The flaws I had were:
- Setup - I need to relax the shoulders, and my arms should hang directly below my shoulder sockets. I had my hands a little close to my body. My posture could be improved as well with a little more of a "sitting down" feeling.
- Back Swing - This part of my swing needs a little more work, but the good news is that with a good back swing, I am perfectly set up for a great down swing. I'm going to break the back swing up into the 1st half and 2nd half.
- First half - Keep the club out in front of my hands. I tend to let the club head get behind my hands early. However, in keeping the club in front of my hands, I shouldn't tense up my shoulders and elbows. The right elbow should start to bend earlier than it does now. One thought that helped me in the first half was to start loading and turn the hips, keep the left wrist in the same position and just begin lifting the club.

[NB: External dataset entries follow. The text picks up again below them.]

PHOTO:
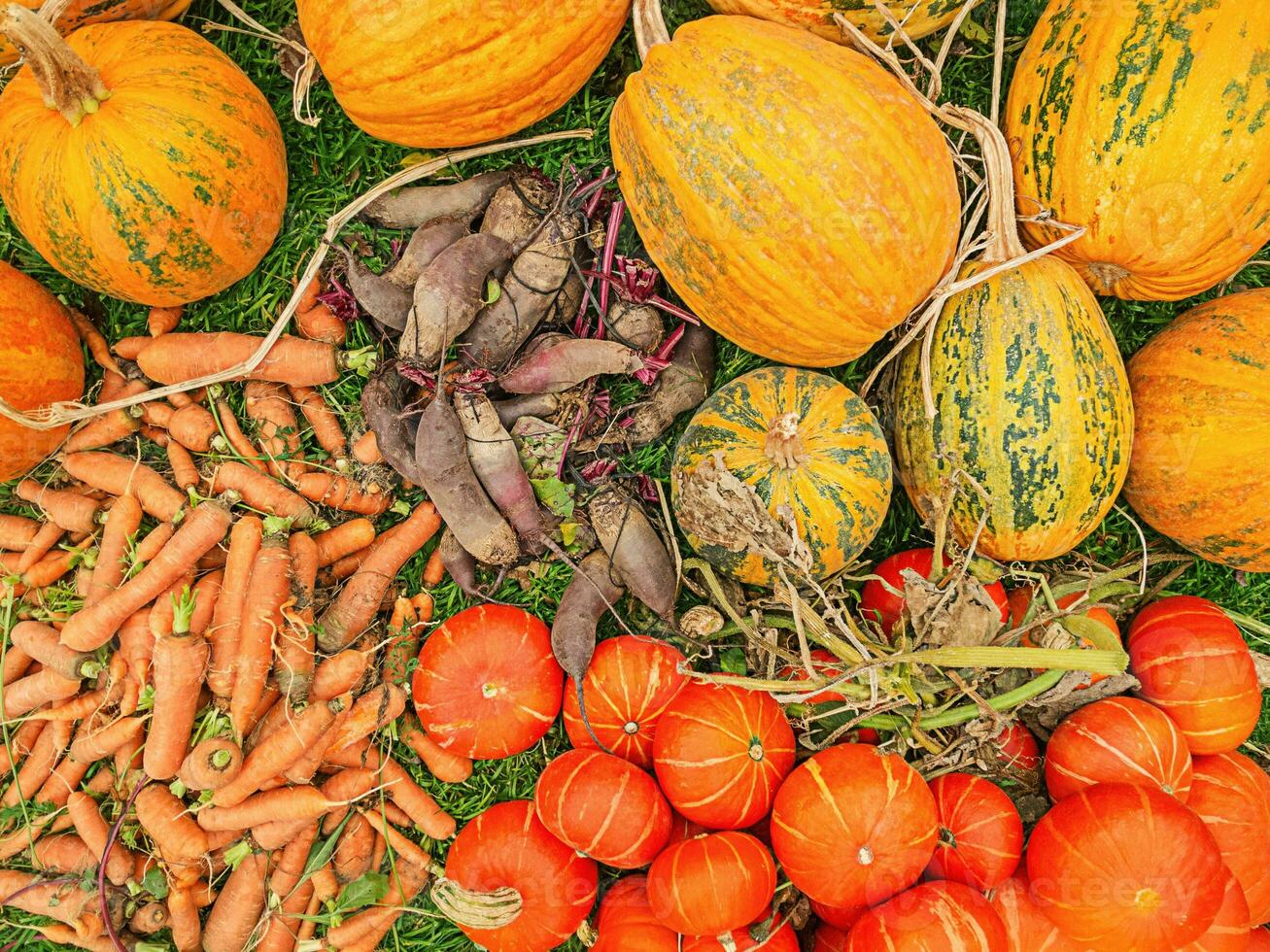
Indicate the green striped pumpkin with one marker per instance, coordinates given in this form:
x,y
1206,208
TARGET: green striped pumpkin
x,y
807,446
1031,401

- Second half - Stay on the same plane angle as address. My plane at this point tends to be steeper. Hands should still be in the "triangle" created by the shoulders and the arms...they shouldn't be in front or behind this triangle. My left shoulder tends to be too high, in other words I don't keep my posture.
- Down swing - Again two halfs
- First half - Keep the posture, keep the club lag and just shift the weight to the left side. Don't engage the right side to early.
- Second half - Now engage the right side and hit the ball!
- First half - Extend the arms
- Second half - Fold the arms in what Joel calls the "Pro finish". My finish tends to be too high. Watch the right heel...it should be directly above the right toe.
- Get set up properly to the top of the backswing and then practice the first half of the downswing. Make sure I'm in the correct position and then do a slight "pump" and swing through to the balanced finish.
- Without a club, cross arms, put hands on shoulder and practice the 1) Load to right side 2) Shift to left side 3) Finish with heel over toe. I can work on leg work and hip work with this drill.
- With only the right hand on the club, place the left hand on the right arm, just above the elbow. Practice a perfect backswing and downswing. This will help me keep my right elbow loose and bending correctly. I tend to keep this too tight. Joel kept saying that my elbows are shock absorbers, which I don't completely understand right now but will eventually.